Wednesday, November 18, 2009

Easy File System Path Manipulation in C#

I came across this type-safe module for handling file paths in the Haskell subreddit this week, and thought it looked kind of neat. Handling paths as strings, even with System.IO.Path always bugged me.

So I created a close C# equivalent of the Haskell type and added it to the Sasa library, to be available in the upcoming v0.9.3 release:
public struct FsPath : IEnumerable<string>, IEnumerable
{
public FsPath(IEnumerable<string> parts);
public FsPath(string path);

public static FsPath operator /(FsPath path1, FsPath path2);
public static FsPath operator /(FsPath path, IEnumerable<string> parts);
public static FsPath operator /(FsPath path, string part);
public static FsPath operator /(FsPath path, string[] parts);
public static FsPath operator /(IEnumerable<string> parts, FsPath path);
public static FsPath operator /(string part, FsPath path);
public static FsPath operator /(string[] parts, FsPath path);
public static implicit operator FsPath(string path);

public FsPath Combine(FsPath file);
public IEnumerator<string> GetEnumerator();
public static FsPath Root(string root);
public override string ToString();
}

The above is just the interface, minus the comments which you can see at the above svn link.
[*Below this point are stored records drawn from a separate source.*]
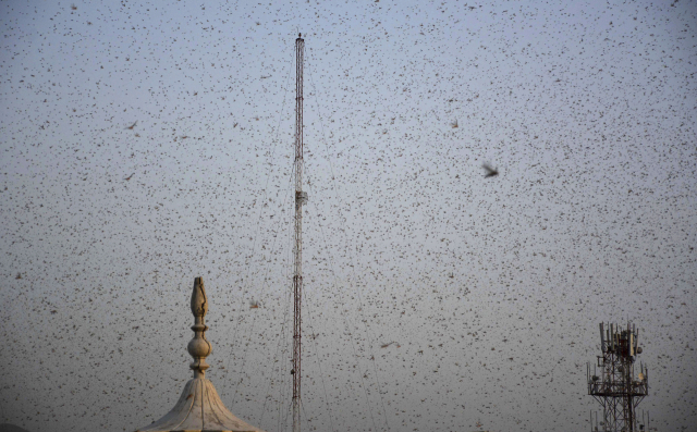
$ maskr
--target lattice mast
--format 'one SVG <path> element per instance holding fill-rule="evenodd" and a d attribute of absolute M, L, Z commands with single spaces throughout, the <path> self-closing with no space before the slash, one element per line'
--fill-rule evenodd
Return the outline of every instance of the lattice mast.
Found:
<path fill-rule="evenodd" d="M 639 332 L 631 323 L 626 329 L 612 323 L 604 328 L 600 323 L 602 356 L 598 356 L 592 374 L 590 365 L 587 367 L 588 394 L 602 405 L 600 431 L 634 432 L 644 429 L 637 428 L 636 407 L 648 396 L 649 383 L 648 369 L 644 365 L 639 365 L 638 374 L 635 374 L 634 363 L 641 354 L 638 338 Z M 598 431 L 598 425 L 595 430 Z"/>
<path fill-rule="evenodd" d="M 302 373 L 302 316 L 303 303 L 303 205 L 307 194 L 303 192 L 303 61 L 305 40 L 298 34 L 295 39 L 295 246 L 293 250 L 293 432 L 301 430 L 301 378 Z"/>

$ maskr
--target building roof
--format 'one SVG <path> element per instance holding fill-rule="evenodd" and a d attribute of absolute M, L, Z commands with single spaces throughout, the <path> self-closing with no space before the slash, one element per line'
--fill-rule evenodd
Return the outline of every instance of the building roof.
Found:
<path fill-rule="evenodd" d="M 171 411 L 136 432 L 264 432 L 230 412 L 218 396 L 213 383 L 205 377 L 206 369 L 209 368 L 206 357 L 210 355 L 212 347 L 205 335 L 208 330 L 204 320 L 208 312 L 208 297 L 203 277 L 194 280 L 192 312 L 195 318 L 192 330 L 195 334 L 188 343 L 188 354 L 194 358 L 189 366 L 194 371 L 194 379 L 186 383 Z"/>

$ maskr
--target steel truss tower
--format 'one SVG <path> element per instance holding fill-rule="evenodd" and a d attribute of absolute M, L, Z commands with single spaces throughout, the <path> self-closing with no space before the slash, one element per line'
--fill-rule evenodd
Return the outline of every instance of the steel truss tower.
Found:
<path fill-rule="evenodd" d="M 303 300 L 303 205 L 307 193 L 303 192 L 303 61 L 305 40 L 298 34 L 295 39 L 295 246 L 293 248 L 293 432 L 301 430 L 301 334 Z"/>
<path fill-rule="evenodd" d="M 600 324 L 602 356 L 598 356 L 592 374 L 590 363 L 587 366 L 588 394 L 602 405 L 600 431 L 639 430 L 636 407 L 648 396 L 649 382 L 648 370 L 644 365 L 639 366 L 638 375 L 634 374 L 636 356 L 641 354 L 641 347 L 637 345 L 638 338 L 638 330 L 629 323 L 626 329 L 616 324 L 609 324 L 604 329 Z M 597 427 L 595 430 L 598 431 Z"/>

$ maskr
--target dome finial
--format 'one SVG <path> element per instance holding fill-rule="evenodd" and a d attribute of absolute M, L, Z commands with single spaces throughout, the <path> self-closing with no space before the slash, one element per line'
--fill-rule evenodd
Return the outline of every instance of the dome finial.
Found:
<path fill-rule="evenodd" d="M 212 353 L 213 348 L 210 342 L 206 340 L 206 325 L 204 317 L 208 312 L 208 297 L 206 296 L 206 289 L 204 289 L 204 279 L 196 277 L 194 280 L 194 292 L 192 293 L 192 313 L 194 314 L 195 323 L 192 325 L 194 331 L 194 338 L 188 343 L 188 354 L 194 358 L 194 362 L 189 365 L 189 368 L 194 370 L 194 378 L 205 378 L 206 369 L 210 368 L 206 363 L 206 357 Z"/>

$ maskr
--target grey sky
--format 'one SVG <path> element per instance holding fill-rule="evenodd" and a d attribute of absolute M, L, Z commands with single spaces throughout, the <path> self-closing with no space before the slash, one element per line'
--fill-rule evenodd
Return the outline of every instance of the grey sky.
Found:
<path fill-rule="evenodd" d="M 587 430 L 627 319 L 694 428 L 695 3 L 0 3 L 0 422 L 164 415 L 201 275 L 208 377 L 289 429 L 299 30 L 307 429 Z"/>

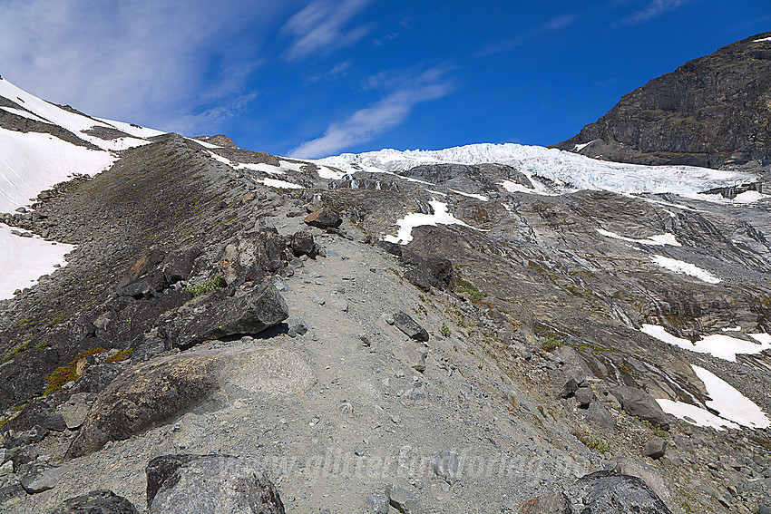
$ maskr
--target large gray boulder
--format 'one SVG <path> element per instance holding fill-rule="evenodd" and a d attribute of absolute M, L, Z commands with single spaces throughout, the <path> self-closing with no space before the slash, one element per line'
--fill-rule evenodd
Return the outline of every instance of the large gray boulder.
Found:
<path fill-rule="evenodd" d="M 397 311 L 394 313 L 394 325 L 410 339 L 428 341 L 428 332 L 405 312 Z"/>
<path fill-rule="evenodd" d="M 99 393 L 68 455 L 128 439 L 204 402 L 301 393 L 315 382 L 307 364 L 283 348 L 249 344 L 158 357 L 129 368 Z"/>
<path fill-rule="evenodd" d="M 225 282 L 261 280 L 288 265 L 284 238 L 272 228 L 239 234 L 220 254 L 218 268 Z"/>
<path fill-rule="evenodd" d="M 153 514 L 284 514 L 257 461 L 224 455 L 164 455 L 147 465 Z"/>
<path fill-rule="evenodd" d="M 210 339 L 259 334 L 289 317 L 284 298 L 269 280 L 227 296 L 210 293 L 165 316 L 160 334 L 169 347 L 186 349 Z"/>
<path fill-rule="evenodd" d="M 667 414 L 656 399 L 648 393 L 627 385 L 617 385 L 610 393 L 619 400 L 624 412 L 630 416 L 637 416 L 663 430 L 669 430 Z"/>
<path fill-rule="evenodd" d="M 591 514 L 672 514 L 664 501 L 638 477 L 597 471 L 579 479 L 571 488 Z"/>
<path fill-rule="evenodd" d="M 51 514 L 138 514 L 138 511 L 122 496 L 99 490 L 64 500 Z"/>

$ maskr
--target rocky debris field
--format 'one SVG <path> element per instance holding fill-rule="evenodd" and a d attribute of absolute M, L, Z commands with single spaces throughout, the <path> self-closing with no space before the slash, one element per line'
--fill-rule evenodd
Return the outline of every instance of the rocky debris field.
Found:
<path fill-rule="evenodd" d="M 420 177 L 492 198 L 466 171 Z M 5 218 L 77 248 L 0 305 L 0 511 L 767 511 L 767 429 L 697 426 L 655 400 L 704 397 L 698 363 L 771 412 L 766 356 L 635 330 L 766 327 L 754 215 L 502 192 L 452 202 L 485 232 L 418 227 L 396 245 L 395 220 L 430 210 L 415 182 L 287 175 L 313 189 L 163 136 Z M 705 285 L 598 228 L 672 232 L 687 247 L 657 251 L 746 273 Z"/>

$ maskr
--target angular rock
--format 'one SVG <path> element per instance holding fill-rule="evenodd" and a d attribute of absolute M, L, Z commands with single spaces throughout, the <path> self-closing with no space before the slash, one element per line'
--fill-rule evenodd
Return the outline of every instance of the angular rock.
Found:
<path fill-rule="evenodd" d="M 239 234 L 225 246 L 218 260 L 225 282 L 261 280 L 268 273 L 288 266 L 284 238 L 275 228 L 263 227 Z"/>
<path fill-rule="evenodd" d="M 406 266 L 405 278 L 424 291 L 435 287 L 442 291 L 454 284 L 453 263 L 443 257 L 425 255 L 412 248 L 403 248 L 402 262 Z"/>
<path fill-rule="evenodd" d="M 589 408 L 589 404 L 591 403 L 592 400 L 594 400 L 594 393 L 592 393 L 590 387 L 587 386 L 579 387 L 576 390 L 574 396 L 581 409 Z"/>
<path fill-rule="evenodd" d="M 642 480 L 614 471 L 597 471 L 581 477 L 571 488 L 583 499 L 584 511 L 592 514 L 672 514 Z"/>
<path fill-rule="evenodd" d="M 655 435 L 650 436 L 645 442 L 643 453 L 651 459 L 660 459 L 667 451 L 667 440 Z"/>
<path fill-rule="evenodd" d="M 518 514 L 573 514 L 571 502 L 563 492 L 550 492 L 522 501 Z"/>
<path fill-rule="evenodd" d="M 653 396 L 648 393 L 627 385 L 617 385 L 611 390 L 611 393 L 619 400 L 621 408 L 628 414 L 638 416 L 663 430 L 669 429 L 667 414 Z"/>
<path fill-rule="evenodd" d="M 138 514 L 138 510 L 122 496 L 99 490 L 65 499 L 51 514 Z"/>
<path fill-rule="evenodd" d="M 289 316 L 284 298 L 268 280 L 245 294 L 215 291 L 189 314 L 172 313 L 159 327 L 169 347 L 190 348 L 210 339 L 259 334 Z"/>
<path fill-rule="evenodd" d="M 428 332 L 403 311 L 394 313 L 394 325 L 410 339 L 428 341 Z"/>
<path fill-rule="evenodd" d="M 343 223 L 340 214 L 331 207 L 322 207 L 316 212 L 311 212 L 305 218 L 305 223 L 317 228 L 337 228 Z"/>
<path fill-rule="evenodd" d="M 366 505 L 372 514 L 388 514 L 388 496 L 385 491 L 367 494 Z"/>
<path fill-rule="evenodd" d="M 147 465 L 154 514 L 284 514 L 259 462 L 224 455 L 164 455 Z"/>
<path fill-rule="evenodd" d="M 318 245 L 313 240 L 313 236 L 305 230 L 299 230 L 292 235 L 289 242 L 295 257 L 307 256 L 316 258 L 318 255 Z"/>
<path fill-rule="evenodd" d="M 20 480 L 22 487 L 29 494 L 35 494 L 54 489 L 67 471 L 69 466 L 33 466 Z"/>
<path fill-rule="evenodd" d="M 316 383 L 296 354 L 252 344 L 157 357 L 129 368 L 99 393 L 68 451 L 78 457 L 108 441 L 132 434 L 188 412 L 216 395 L 301 393 Z"/>
<path fill-rule="evenodd" d="M 75 430 L 85 421 L 88 415 L 88 410 L 91 408 L 91 404 L 88 402 L 89 397 L 93 398 L 93 395 L 87 393 L 73 394 L 59 408 L 62 418 L 64 420 L 64 423 L 68 429 Z"/>
<path fill-rule="evenodd" d="M 434 474 L 450 485 L 457 481 L 459 468 L 460 461 L 458 454 L 449 450 L 439 451 L 431 462 L 431 469 L 434 470 Z"/>
<path fill-rule="evenodd" d="M 423 514 L 421 507 L 415 495 L 403 487 L 389 485 L 386 488 L 388 503 L 402 514 Z"/>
This struct tracks path components for you and C#'s operator overloading lets you specify paths declaratively without worrying about combining paths with proper separator characters, etc.:
FsPath root = "/foo/bar";
var baz = root / "blam" / "baz";
var etc = FsPath.Root("/etc/");
var passwd = etc / "passwd";

The library will generate path strings using the platform's directory separator.

One significant departure from the Haskell library is the lack of phantom types used to distinguish the various combinations of relative/absolute and file/directory paths. C# can express these same constraints, but I intentionally left them out for two reasons:
  1. The type safety provided by the file/directory phantom type is rather limited, since it's only an alleged file/directory path; you have to consult the file system to determine whether the alleged type is actually true. The only minor advantage to specifying this in a path type, is as a form of documentation to users of your library that you expect a file path in a particular method, and not a directory path. I could be convinced to add it for this reason.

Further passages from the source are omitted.